**Automatic differentiation (autodiff)** is a technique to compute derivatives (gradients) of functions efficiently and accurately. It is a core part of many machine learning frameworks (like PyTorch, TensorFlow, and JAX) and is especially useful for training neural networks using gradient-based optimisation methods such as **stochastic gradient descent**.


### What is it?

Unlike symbolic differentiation (like in SymPy) or numerical differentiation (finite differences), autodiff works by **decomposing functions into a sequence of operations** and **applying the chain rule** automatically.
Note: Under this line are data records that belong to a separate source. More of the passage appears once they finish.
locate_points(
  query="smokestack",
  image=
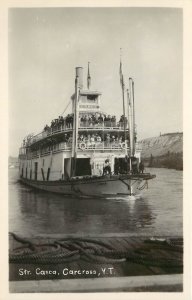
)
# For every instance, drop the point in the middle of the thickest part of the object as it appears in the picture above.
(79, 74)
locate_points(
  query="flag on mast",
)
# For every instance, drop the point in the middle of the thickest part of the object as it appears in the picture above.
(121, 72)
(121, 75)
(88, 78)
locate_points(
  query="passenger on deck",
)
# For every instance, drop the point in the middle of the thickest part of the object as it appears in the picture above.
(107, 168)
(141, 167)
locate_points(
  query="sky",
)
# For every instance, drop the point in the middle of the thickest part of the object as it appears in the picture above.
(46, 44)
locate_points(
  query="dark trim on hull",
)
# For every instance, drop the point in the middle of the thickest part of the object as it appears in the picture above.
(146, 176)
(73, 186)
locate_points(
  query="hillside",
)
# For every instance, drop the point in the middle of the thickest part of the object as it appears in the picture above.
(165, 151)
(161, 145)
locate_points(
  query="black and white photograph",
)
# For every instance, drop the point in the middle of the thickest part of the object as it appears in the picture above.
(95, 150)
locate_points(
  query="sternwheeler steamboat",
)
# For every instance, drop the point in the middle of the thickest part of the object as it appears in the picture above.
(87, 152)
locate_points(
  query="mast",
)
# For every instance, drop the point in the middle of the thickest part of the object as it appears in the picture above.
(132, 118)
(123, 97)
(130, 127)
(133, 98)
(88, 78)
(78, 85)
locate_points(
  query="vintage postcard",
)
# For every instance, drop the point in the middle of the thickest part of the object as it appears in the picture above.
(95, 150)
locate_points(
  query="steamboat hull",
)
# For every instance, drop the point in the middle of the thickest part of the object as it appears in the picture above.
(101, 187)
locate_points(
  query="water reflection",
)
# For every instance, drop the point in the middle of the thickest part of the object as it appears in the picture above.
(35, 212)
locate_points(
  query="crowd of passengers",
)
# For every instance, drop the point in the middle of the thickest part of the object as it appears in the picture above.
(87, 120)
(95, 138)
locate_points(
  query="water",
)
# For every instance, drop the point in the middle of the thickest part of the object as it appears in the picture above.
(158, 211)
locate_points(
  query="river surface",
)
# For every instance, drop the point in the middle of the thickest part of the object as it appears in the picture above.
(158, 211)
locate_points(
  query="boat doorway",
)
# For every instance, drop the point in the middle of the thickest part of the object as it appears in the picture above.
(83, 166)
(121, 165)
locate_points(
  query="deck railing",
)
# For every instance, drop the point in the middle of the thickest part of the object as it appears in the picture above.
(82, 126)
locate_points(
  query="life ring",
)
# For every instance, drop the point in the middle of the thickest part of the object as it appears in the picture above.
(122, 145)
(82, 146)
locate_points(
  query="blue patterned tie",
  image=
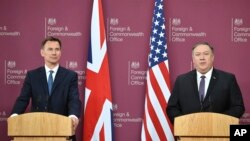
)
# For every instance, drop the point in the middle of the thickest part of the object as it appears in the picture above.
(202, 88)
(50, 81)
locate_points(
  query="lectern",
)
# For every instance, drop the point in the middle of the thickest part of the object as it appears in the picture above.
(203, 126)
(40, 126)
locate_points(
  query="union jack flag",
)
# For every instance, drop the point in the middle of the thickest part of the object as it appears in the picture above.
(156, 124)
(98, 104)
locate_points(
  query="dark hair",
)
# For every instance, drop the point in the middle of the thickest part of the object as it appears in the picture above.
(203, 43)
(51, 39)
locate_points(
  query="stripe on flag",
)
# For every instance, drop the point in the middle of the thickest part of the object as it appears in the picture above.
(156, 124)
(97, 118)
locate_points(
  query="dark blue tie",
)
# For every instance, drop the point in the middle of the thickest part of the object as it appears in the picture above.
(50, 81)
(202, 88)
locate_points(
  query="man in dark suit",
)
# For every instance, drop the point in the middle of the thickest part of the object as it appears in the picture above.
(61, 97)
(221, 93)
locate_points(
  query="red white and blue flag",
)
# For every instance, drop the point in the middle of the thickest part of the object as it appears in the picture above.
(156, 124)
(97, 118)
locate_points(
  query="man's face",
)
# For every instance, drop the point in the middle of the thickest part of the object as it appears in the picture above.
(51, 52)
(203, 58)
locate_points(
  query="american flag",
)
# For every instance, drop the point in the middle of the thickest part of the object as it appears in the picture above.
(156, 124)
(97, 118)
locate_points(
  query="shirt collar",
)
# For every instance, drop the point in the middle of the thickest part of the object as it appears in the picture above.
(208, 74)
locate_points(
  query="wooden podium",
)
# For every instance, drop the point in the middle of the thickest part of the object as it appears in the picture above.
(203, 127)
(40, 126)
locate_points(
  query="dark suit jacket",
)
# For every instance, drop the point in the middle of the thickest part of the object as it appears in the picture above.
(223, 95)
(64, 98)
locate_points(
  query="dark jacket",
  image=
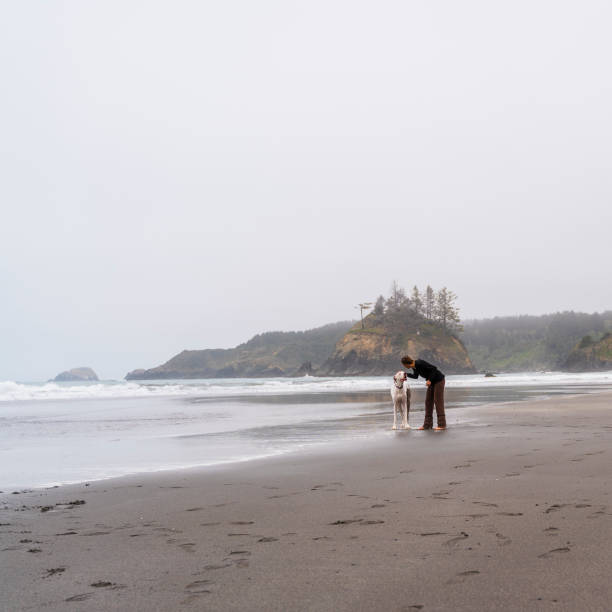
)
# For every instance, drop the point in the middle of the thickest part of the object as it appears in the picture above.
(426, 370)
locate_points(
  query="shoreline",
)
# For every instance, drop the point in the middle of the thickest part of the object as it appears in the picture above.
(431, 521)
(317, 448)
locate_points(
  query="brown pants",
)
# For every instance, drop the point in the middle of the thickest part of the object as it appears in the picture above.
(435, 395)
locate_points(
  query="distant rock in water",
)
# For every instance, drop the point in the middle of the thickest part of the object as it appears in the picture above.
(376, 349)
(305, 369)
(76, 375)
(590, 355)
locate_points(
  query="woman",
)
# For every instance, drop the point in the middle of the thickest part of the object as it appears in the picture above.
(435, 390)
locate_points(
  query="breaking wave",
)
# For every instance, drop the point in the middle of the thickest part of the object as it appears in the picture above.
(15, 391)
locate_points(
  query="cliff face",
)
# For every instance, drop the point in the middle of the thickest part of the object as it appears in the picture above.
(269, 354)
(589, 355)
(377, 349)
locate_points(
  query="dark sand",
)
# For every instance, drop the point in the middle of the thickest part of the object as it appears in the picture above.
(510, 512)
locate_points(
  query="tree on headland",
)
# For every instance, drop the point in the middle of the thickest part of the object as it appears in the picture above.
(446, 313)
(429, 302)
(416, 302)
(362, 307)
(397, 299)
(379, 306)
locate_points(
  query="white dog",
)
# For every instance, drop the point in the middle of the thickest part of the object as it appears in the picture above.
(401, 400)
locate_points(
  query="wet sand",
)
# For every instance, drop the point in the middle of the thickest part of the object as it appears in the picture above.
(511, 509)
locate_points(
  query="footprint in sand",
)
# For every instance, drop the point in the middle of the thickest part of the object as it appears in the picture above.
(199, 586)
(462, 536)
(554, 508)
(551, 531)
(79, 597)
(553, 552)
(461, 576)
(503, 540)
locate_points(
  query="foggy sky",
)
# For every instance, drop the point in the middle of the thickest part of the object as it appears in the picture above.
(187, 174)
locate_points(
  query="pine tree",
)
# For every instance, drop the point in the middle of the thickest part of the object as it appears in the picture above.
(430, 302)
(446, 313)
(379, 306)
(416, 301)
(397, 299)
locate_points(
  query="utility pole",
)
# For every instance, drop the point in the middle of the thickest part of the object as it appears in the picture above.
(362, 307)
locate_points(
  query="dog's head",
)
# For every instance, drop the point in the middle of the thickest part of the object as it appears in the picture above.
(399, 378)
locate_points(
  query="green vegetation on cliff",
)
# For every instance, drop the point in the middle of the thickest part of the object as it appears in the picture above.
(400, 326)
(267, 354)
(590, 354)
(529, 343)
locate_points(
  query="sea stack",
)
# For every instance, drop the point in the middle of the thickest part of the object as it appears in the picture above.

It avoids rounding errors from numerical differentiation and the complexity of symbolic derivatives.

There are two main modes:
- **Forward mode** (good when input dimension is small)
- **Reverse mode** (used in ML, good when output dimension is small—like loss functions)


### How is auto-diff used in machine learning

In machine learning, we often define a **loss function** that tells us how bad our model predictions are. We then:

1. **Compute the gradient of the loss** with respect to model parameters.
2. **Update parameters** in the direction that reduces the loss.

Autodiff handles step 1 automatically, which would otherwise be messy and error-prone.

### Summary

| Feature               | Autodiff                            |
|----------------------|-------------------------------------|
| Accuracy             | Very high (uses exact chain rule)   |
| Speed                | Very fast (especially in reverse mode) |
| Use in ML            | Essential for training models       |
| Example Frameworks   | PyTorch, TensorFlow, JAX            |

### Example

In [1]:
import torch

# Create a tensor with gradient tracking
x = torch.tensor(2.0, requires_grad=True)

# Define a function
y = x**2 + 3 * x + 5

# Compute the derivative of y with respect to x
y.backward()

# Print the gradient dy/dx
print(x.grad)  # Should print 2*x + 3 = 2*2 + 3 = 7

tensor(7.)


### Finite Difference Method

This method approximates the derivative using:

$$f'(x) \approx \frac{f(x + h) - f(x)}{h}$$

where $$h$$ is a small number (step size).

Let’s use the same function:

$$f(x) = x^2 + 3x + 5$$

and evaluate its derivative at $x = 2$.

### Finite difference vs auto-diff

In [2]:
import torch

# AutoDiff method (PyTorch)
x = torch.tensor(2.0, requires_grad=True)
y = x**2 + 3 * x + 5
y.backward()
autodiff_grad = x.grad.item()

# Finite difference method
def f(x):
    return x**2 + 3 * x + 5

x_val = 2.0
h = 1e-5
finite_diff_grad = (f(x_val + h) - f(x_val)) / h

print(f"Autodiff Gradient:       {autodiff_grad:.6f}")
print(f"Finite Difference Grad:  {finite_diff_grad:.6f}")

Autodiff Gradient:       7.000000
Finite Difference Grad:  7.000010


### Conclusion

- **Autodiff** is **exact** up to floating-point precision.
- **Finite difference** is approximate and can suffer from numerical errors if $h$ is too large or too small.
- In machine learning, where we deal with millions of parameters, **autodiff is the gold standard** for gradient computation.